Contributed by Stephen Goold, Voelz Lab
In order for molecular simulations to make accurate predictions, it is important that we constantly evaluate the quality of protein force fields. A force field is a collection of parameters that describe all of the pairwise atomic interactions in a simulation.
Many general-purpose protein force fields have been developed, and we are interested in evaluating them to see how accurate they are at predicting the conformational properties of peptides and mini-proteins in solution. To do this, we are simulating many different sequence variants of designed mini-proteins and comparing the results to experimental measurements
Projects 16959 and 16974 examine a small mini-protein called Trp-cage, designed in Niels Andersen’s lab. Despite its size, Trp-case has two well-defined states: an unfolded one and a folded one, making it a great model system to understand folding mechanisms. The Andersen lab has published experimental NMR data for 50 variants with radically different folding stabilities and rates, against which we can compare our simulation results, to see how accurately current force fields can be used for simulation-based molecular design.

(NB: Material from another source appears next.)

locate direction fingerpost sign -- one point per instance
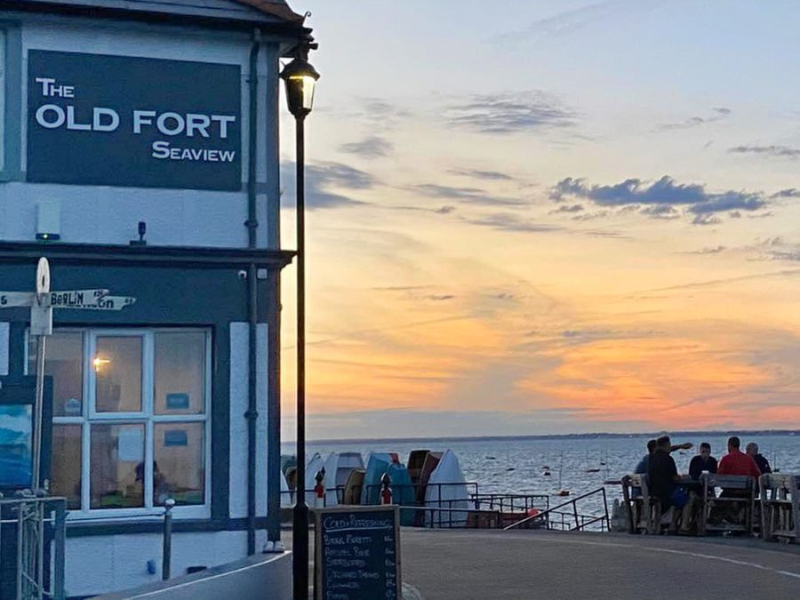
(42, 301)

Project 16969 closely examples a series of beta-hairpins. A beta-hairpin is a common structure motif found in many proteins, consisting of two strands connected by a short turn. Some short peptides can fold into stable beta-hairpins in solution, and protein engineering efforts have led to a large number of designed hairpin sequences with high-quality experimental measurements to understand how they fold. Project 16969 examines over 130 variants which span a large range of folding stabilities and rates.